Pandora, the popular music recommendation and online radio service, said Tuesday that it has recorded its first quarterly profit and is now striving to be profitable for all of 2010.
"We became profitable for the fourth quarter of 2009, and now we're shooting for profits for the entire 2010 [period]," Tom Conrad, Pandora's chief technology officer, told GigaOm.
While Pandora has yet to reach profitability for a full year, breaking the barrier--even for a quarter--is an accomplishment for the ravaged digital music sector.
Among the so-called Web 2.0 digital music services that sprang up in the past few years, not only have most failed so far to reach profitability, a few have either shut down or were acquired.
Ruckus and SpiralFrog shut down. Imeem and iLike were acquired by MySpace at either a loss or no gain for investors.
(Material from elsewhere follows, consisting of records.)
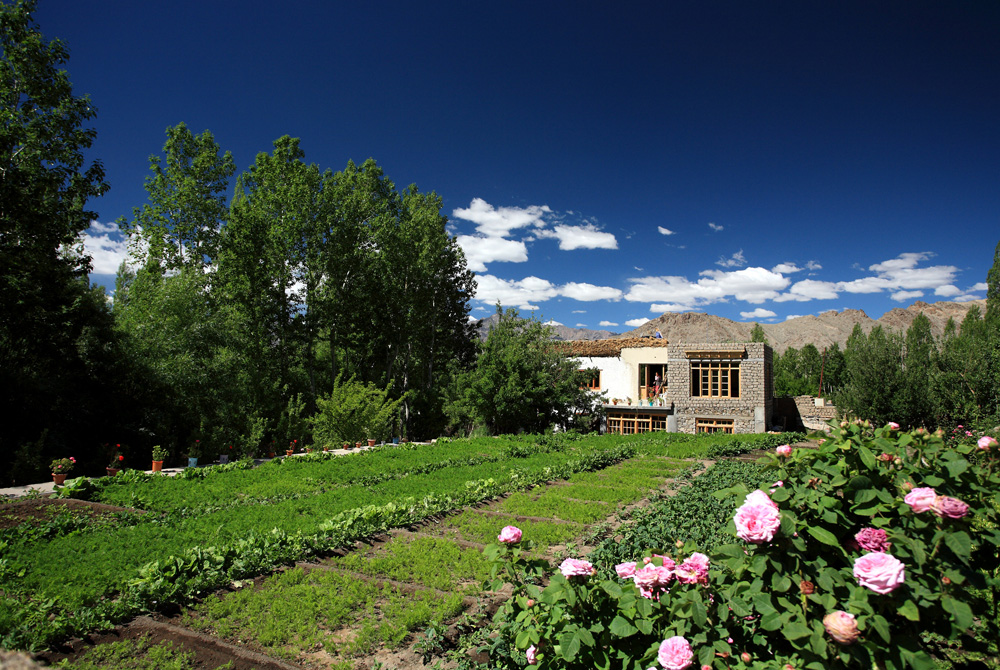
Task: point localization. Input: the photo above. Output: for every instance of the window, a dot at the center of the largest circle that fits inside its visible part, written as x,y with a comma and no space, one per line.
649,374
713,426
715,378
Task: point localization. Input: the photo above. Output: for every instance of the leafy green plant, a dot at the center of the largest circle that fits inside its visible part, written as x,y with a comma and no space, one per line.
865,551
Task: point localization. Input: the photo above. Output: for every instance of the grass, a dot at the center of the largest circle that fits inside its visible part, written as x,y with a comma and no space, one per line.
298,612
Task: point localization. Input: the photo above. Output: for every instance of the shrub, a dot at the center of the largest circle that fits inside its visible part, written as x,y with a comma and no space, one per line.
866,552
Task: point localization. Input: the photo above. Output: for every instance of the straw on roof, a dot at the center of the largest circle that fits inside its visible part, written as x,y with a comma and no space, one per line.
607,348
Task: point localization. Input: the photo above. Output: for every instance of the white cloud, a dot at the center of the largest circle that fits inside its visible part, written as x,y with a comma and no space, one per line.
522,294
759,313
753,285
809,289
499,221
482,250
901,274
106,253
580,237
737,260
903,296
589,292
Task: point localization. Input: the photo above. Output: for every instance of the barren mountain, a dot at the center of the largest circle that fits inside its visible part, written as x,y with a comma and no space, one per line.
822,330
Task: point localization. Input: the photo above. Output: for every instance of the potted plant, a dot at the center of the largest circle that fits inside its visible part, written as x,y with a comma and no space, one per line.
60,468
194,453
159,455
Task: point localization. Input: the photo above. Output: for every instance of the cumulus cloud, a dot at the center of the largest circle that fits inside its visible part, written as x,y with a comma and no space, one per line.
753,285
901,274
106,251
520,293
579,237
500,221
809,289
759,313
588,292
737,260
903,296
482,250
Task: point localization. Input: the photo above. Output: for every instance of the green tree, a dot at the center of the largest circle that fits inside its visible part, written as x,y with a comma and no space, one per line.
55,335
874,383
521,381
180,225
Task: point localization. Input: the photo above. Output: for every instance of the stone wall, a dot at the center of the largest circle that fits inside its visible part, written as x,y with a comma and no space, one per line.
802,413
750,413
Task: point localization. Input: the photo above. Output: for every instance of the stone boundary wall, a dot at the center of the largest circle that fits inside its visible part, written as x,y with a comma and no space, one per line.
801,413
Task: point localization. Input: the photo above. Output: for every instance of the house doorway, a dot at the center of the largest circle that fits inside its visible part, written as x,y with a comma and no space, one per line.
648,387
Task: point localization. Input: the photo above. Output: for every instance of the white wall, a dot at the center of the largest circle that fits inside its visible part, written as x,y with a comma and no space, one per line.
615,377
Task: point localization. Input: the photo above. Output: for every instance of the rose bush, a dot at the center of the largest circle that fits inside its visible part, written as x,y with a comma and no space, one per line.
858,560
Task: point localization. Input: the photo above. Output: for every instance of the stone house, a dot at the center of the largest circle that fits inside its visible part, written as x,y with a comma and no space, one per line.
703,387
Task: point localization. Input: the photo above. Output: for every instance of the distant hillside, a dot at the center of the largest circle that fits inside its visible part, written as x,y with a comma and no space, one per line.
483,326
822,330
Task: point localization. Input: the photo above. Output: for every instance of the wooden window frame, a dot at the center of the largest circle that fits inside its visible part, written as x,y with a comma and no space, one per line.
714,426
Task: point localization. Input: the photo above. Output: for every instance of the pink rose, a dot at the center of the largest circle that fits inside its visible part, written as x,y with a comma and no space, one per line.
949,507
510,535
694,570
841,627
675,653
920,499
758,497
879,572
574,567
757,523
625,570
653,579
872,539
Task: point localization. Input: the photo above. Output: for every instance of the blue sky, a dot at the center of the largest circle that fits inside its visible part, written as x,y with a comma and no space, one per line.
601,163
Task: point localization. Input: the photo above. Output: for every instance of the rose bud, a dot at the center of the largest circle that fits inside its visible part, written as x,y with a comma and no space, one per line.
841,627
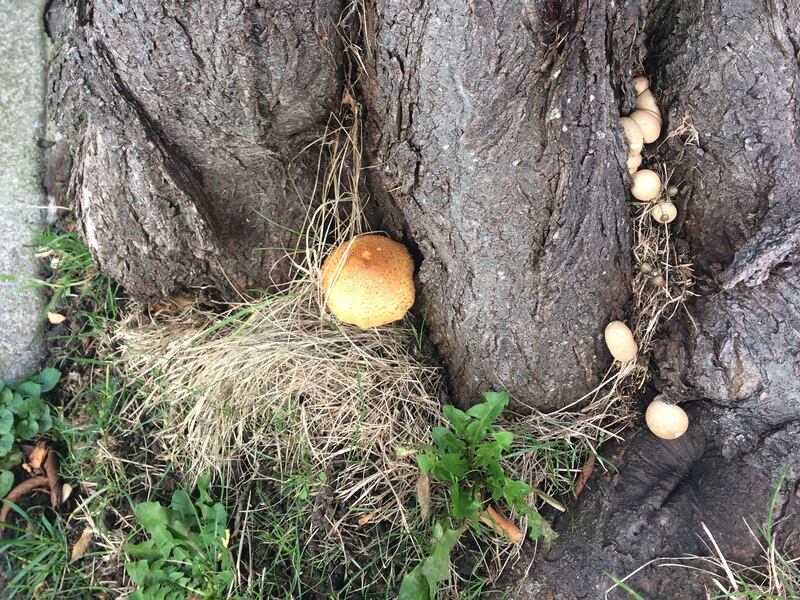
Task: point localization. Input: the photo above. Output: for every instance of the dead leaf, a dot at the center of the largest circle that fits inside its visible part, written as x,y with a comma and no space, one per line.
424,496
55,318
80,547
586,472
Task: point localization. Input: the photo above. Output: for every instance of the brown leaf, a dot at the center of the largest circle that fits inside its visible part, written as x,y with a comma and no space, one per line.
51,470
586,472
29,485
80,547
66,492
55,318
501,525
424,496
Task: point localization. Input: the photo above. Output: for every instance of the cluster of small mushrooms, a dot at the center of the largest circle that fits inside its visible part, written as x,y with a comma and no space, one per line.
643,126
368,281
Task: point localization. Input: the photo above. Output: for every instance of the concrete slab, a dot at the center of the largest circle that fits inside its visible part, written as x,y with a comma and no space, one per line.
22,85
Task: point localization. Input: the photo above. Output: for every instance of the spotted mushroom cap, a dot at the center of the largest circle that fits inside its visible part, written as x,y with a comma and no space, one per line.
369,281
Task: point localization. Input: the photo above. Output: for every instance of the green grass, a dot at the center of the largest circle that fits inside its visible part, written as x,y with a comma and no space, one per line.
38,564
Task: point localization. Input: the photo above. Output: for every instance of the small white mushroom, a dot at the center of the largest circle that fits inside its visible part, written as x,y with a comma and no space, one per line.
620,342
646,101
634,162
667,421
664,212
646,185
650,124
633,135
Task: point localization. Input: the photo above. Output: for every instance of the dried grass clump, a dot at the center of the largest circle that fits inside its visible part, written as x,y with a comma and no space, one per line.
302,416
273,375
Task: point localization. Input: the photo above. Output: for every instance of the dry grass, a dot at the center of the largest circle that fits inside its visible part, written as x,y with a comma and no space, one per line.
273,392
300,415
551,447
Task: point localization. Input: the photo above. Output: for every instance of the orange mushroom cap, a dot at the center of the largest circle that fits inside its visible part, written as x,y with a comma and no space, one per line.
369,281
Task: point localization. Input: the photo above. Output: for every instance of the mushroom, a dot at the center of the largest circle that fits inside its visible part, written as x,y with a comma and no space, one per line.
633,135
646,185
634,162
620,342
649,122
667,421
369,281
646,101
664,212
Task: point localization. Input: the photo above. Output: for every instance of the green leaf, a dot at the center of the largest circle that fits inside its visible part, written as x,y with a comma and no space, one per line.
458,418
465,505
6,421
504,439
487,455
436,567
11,458
142,550
138,571
426,462
48,379
515,491
203,484
45,421
16,404
151,515
6,443
414,586
485,413
6,483
182,504
446,440
422,582
538,527
29,388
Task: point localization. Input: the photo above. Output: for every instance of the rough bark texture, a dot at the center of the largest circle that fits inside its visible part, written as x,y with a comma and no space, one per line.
182,119
734,69
500,158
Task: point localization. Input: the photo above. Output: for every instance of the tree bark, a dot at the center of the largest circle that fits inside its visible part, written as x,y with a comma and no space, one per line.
500,157
492,133
732,69
184,122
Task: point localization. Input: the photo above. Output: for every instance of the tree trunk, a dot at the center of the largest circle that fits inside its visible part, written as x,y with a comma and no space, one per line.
733,70
493,132
184,121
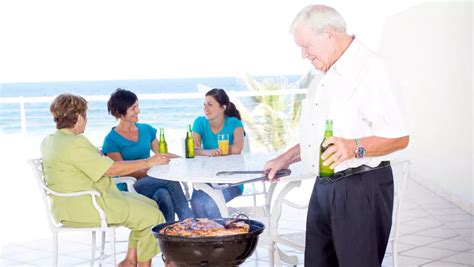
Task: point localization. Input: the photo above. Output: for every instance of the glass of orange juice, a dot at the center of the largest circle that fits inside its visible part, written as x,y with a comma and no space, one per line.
223,143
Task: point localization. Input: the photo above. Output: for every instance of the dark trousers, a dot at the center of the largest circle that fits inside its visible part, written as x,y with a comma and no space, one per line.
349,220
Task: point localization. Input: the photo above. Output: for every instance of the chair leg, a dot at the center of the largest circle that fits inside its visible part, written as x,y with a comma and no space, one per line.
394,253
93,249
55,248
102,247
112,246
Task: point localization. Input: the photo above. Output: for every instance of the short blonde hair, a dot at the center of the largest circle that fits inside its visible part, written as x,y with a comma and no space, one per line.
66,108
318,17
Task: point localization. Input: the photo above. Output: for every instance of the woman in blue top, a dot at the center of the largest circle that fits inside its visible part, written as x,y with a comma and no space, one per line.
222,117
131,140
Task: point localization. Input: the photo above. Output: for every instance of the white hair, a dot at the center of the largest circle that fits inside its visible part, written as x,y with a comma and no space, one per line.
318,17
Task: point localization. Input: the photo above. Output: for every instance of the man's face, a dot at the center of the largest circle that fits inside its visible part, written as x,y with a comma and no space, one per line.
317,48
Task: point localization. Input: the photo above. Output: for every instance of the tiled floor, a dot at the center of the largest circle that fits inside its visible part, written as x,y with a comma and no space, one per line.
433,232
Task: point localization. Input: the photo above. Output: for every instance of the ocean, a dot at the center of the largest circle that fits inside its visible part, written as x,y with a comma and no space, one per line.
170,113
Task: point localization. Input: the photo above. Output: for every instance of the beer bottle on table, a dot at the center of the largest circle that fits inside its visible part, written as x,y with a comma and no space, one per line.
189,143
162,146
325,171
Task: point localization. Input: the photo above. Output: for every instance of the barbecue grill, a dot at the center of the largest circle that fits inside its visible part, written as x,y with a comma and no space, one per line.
231,250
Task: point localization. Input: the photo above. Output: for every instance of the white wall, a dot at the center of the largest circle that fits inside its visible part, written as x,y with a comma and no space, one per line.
430,48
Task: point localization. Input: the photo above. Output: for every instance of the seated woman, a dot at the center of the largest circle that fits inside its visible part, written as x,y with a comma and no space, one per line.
71,163
222,117
131,140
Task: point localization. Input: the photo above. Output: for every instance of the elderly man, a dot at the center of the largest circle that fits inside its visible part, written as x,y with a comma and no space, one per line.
350,213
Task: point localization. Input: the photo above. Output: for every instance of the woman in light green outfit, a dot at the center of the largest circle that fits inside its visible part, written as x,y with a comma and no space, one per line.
71,163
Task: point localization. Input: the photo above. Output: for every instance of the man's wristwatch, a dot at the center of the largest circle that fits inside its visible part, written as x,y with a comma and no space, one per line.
360,150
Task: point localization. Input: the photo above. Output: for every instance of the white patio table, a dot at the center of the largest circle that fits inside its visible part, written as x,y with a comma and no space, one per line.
201,171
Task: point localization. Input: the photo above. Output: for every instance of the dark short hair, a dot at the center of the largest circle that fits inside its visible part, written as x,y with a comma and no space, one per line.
223,99
66,108
121,100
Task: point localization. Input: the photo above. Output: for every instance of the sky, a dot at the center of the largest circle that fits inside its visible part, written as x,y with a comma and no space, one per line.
59,40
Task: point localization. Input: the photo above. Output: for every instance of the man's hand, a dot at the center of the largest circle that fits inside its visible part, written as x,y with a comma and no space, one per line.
275,165
339,150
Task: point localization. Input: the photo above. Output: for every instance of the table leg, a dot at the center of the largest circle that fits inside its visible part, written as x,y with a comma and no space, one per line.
216,195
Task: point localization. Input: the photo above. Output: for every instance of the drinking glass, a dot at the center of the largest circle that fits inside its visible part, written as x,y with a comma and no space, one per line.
223,143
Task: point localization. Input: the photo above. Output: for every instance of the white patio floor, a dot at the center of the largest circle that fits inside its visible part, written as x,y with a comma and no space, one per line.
433,232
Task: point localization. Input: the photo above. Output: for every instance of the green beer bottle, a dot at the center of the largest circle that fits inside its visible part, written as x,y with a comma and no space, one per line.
162,146
325,171
189,143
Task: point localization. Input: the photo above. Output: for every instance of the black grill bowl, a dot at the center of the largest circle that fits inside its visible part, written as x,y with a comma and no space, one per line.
209,251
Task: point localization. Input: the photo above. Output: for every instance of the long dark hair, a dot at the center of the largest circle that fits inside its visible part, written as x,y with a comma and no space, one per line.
223,99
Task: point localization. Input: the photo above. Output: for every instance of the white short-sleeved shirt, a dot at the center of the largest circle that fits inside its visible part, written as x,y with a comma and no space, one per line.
357,94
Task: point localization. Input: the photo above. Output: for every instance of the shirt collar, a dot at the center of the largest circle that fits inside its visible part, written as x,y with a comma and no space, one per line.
66,131
350,63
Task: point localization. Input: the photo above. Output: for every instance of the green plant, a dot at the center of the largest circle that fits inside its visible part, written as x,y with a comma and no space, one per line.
271,120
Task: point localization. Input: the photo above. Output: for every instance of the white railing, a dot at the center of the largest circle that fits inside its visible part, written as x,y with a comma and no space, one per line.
232,94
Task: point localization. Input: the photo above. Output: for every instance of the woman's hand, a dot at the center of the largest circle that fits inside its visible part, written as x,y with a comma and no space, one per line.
158,159
172,156
213,152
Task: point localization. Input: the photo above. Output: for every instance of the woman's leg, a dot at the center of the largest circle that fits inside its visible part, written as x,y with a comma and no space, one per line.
165,204
142,217
156,189
231,193
205,207
180,202
198,200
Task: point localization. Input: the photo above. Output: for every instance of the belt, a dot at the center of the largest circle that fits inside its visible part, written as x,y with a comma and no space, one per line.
351,171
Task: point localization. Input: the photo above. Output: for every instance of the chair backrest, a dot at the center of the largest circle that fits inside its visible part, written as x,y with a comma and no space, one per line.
37,167
400,175
246,148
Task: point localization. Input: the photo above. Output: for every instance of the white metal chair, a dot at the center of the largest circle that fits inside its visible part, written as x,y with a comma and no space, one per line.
253,190
401,171
57,227
295,240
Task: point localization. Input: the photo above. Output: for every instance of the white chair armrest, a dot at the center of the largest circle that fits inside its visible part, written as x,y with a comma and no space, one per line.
129,180
93,194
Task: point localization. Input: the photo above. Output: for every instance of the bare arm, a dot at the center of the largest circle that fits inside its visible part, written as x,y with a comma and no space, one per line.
238,145
117,157
343,149
154,148
119,168
203,152
284,160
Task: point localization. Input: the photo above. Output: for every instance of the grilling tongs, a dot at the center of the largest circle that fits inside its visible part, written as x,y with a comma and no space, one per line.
280,173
Even Lala, which was acquired by Apple, doesn't appear to have come close to profits.
Advertisers have appeared unwilling to spend big on digital music and I, like a lot of people, was skeptical about Pandora ever reaching the mark, even after its dauntless founder, Tim Westergren, predicted last spring the company would do it. (Come on, how many company executives say that?)
Pandora spent a decade struggling with a myriad of obstacles, but apparently Pandora and Westergren vaulted them all.
Besides the glut of competition that streamed into the sector in the latter half of the past decade and the advertiser apathy I already mentioned, Pandora also had to help lead an extended fight to reduce royalty rates paid by Web radio stations.